The case has put a spotlight on a turbulent time in Hunter Biden’s life after the death of his brother, Beau, in 2015.

Jurors have heard emotional testimony from Hunter Biden’s former romantic partners and read personal text messages. They’ve seen photos of him holding a crack pipe and partly clothed, and video from his phone of crack cocaine weighed on a scale.

His ex-wife and two former girlfriends testified for prosecutors about his habitual crack use and their failed efforts to help him get clean. One woman, who met Hunter Biden in 2017 at a strip club where she worked, described him smoking crack every 20 minutes or so while she stayed with him at a hotel.

Jurors have heard him describe at length his descent into addiction through audio excerpts played in court of his 2021 memoir, “Beautiful Things.” The book, written after he got sober, covers the period he had the gun but doesn’t mention it specifically.

A key witness for prosecutors was Beau’s widow, Hallie, who had a brief, troubled relationship with Hunter after his brother died of brain cancer. She found the unloaded gun in Hunter’s truck on Oct. 23, 2018, panicked and tossed it into a garbage can at a grocery store in Wilmington, where a man inadvertently fished it out of the trash.

From the time Hunter returned to Delaware from a 2018 trip to California until she threw his gun away, she did not see him using drugs, Hallie told jurors. That time period included the day he bought the weapon. But jurors also saw text messages Hunter sent to Hallie in October 2018 saying he was waiting for a dealer and smoking crack. The first message was sent the day after he bought the gun. The second was sent the following day.

Joe Biden said last week that he would accept the jury’s verdict and has ruled out a presidential pardon for his son. After flying back from France, the president was at his home in Wilmington for the day and was expected in Washington in the evening for a Juneteenth concert. He was scheduled to travel to Italy later this week for the Group of Seven leaders conference.

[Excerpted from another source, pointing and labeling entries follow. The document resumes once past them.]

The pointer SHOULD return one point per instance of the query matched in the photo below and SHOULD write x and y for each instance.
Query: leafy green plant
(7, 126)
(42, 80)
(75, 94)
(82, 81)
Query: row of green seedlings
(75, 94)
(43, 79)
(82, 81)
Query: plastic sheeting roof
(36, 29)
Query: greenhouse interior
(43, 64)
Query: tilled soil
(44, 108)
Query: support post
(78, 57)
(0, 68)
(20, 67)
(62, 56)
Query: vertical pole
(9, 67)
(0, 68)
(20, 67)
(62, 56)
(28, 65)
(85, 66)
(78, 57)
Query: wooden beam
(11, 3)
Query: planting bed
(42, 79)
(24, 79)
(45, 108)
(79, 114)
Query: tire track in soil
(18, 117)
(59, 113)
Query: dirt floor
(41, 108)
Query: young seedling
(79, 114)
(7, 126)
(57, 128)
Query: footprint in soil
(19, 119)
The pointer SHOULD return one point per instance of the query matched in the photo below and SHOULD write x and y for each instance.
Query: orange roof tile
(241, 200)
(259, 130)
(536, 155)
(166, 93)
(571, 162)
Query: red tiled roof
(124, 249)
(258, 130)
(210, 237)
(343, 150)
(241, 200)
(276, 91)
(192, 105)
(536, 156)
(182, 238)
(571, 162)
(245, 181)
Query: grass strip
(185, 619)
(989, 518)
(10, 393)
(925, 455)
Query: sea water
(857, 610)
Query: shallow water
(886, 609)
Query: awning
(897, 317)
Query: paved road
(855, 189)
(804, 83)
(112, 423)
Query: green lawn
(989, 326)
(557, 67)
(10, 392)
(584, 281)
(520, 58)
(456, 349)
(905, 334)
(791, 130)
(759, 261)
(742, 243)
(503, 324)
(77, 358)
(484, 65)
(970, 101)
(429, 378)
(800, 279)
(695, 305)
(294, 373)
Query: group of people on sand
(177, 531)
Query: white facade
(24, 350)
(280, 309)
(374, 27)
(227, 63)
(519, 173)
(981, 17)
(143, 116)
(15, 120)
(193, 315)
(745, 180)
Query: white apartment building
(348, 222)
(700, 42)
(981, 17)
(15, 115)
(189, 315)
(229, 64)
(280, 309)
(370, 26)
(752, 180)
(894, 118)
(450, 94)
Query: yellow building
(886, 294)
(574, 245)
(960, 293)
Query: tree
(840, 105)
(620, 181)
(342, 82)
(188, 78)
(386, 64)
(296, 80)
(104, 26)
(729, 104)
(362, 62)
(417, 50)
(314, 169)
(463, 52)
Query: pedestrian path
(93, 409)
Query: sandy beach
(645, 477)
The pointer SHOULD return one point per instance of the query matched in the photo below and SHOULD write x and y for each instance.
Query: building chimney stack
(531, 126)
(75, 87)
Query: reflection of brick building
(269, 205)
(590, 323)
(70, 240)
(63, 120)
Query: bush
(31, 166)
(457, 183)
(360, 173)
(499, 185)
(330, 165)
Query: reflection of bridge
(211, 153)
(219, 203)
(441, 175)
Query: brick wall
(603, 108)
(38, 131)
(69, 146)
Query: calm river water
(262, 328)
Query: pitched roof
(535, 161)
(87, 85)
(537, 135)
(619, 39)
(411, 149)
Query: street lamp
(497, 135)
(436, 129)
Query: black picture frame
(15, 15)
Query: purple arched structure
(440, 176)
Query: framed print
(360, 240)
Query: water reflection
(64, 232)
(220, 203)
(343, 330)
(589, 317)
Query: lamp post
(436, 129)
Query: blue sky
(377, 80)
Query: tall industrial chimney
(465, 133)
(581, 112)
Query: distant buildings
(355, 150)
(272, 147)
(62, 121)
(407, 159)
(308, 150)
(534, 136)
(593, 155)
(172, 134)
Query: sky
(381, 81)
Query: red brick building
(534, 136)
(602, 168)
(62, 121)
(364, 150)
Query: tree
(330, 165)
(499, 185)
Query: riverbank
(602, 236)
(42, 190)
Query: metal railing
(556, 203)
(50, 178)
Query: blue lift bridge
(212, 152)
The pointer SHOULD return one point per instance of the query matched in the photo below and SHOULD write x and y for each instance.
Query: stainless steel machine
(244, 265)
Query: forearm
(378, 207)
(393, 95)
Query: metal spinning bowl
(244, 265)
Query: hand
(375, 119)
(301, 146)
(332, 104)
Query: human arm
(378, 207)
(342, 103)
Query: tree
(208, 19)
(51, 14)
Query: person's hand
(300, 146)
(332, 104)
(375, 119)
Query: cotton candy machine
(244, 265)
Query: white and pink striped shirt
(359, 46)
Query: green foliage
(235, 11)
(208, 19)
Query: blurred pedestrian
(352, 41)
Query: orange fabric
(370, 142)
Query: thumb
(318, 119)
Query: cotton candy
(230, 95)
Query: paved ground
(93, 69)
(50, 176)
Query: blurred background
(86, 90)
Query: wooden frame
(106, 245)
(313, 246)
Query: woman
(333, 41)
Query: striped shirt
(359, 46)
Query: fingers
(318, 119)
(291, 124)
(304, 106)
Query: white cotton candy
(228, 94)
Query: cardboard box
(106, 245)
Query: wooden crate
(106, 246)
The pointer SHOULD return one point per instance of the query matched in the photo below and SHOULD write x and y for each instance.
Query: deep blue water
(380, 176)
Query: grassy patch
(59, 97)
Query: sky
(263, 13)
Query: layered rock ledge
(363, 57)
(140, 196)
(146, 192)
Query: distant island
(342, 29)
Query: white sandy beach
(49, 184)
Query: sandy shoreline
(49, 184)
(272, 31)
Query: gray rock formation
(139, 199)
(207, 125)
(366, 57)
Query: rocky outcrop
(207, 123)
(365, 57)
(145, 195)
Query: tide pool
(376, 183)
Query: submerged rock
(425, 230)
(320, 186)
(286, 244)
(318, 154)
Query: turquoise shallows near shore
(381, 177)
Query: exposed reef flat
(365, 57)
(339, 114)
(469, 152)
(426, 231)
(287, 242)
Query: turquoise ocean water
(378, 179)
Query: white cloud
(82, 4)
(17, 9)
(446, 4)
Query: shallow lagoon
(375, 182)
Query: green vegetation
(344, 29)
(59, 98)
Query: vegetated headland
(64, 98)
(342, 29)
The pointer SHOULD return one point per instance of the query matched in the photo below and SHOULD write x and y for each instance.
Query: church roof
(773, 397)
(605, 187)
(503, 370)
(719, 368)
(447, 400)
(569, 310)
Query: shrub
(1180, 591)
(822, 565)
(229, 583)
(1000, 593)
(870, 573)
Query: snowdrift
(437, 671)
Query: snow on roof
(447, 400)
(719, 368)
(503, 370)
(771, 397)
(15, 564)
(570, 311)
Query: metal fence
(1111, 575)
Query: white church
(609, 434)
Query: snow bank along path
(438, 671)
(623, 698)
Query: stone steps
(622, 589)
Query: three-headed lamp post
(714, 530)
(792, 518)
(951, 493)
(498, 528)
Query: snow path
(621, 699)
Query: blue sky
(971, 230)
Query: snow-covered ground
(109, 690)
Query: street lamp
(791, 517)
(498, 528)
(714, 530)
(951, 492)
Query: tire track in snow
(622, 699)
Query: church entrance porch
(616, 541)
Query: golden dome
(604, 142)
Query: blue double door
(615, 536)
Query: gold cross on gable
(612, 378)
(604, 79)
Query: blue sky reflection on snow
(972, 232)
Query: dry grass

Last summer, it looked as if Hunter Biden would avoid prosecution in the gun case altogether, but a deal with prosecutors imploded after the judge, who was nominated to the bench by Trump, raised concerns about it. Hunter Biden was subsequently indicted on three felony gun charges. He also faces a trial scheduled for September on felony charges alleging he failed to pay at least $1.4 million in taxes over four years.

If convicted in the gun case, he faces up to 25 years in prison, though first-time offenders do not get anywhere near the maximum, and it’s unclear whether the judge would give him time behind bars.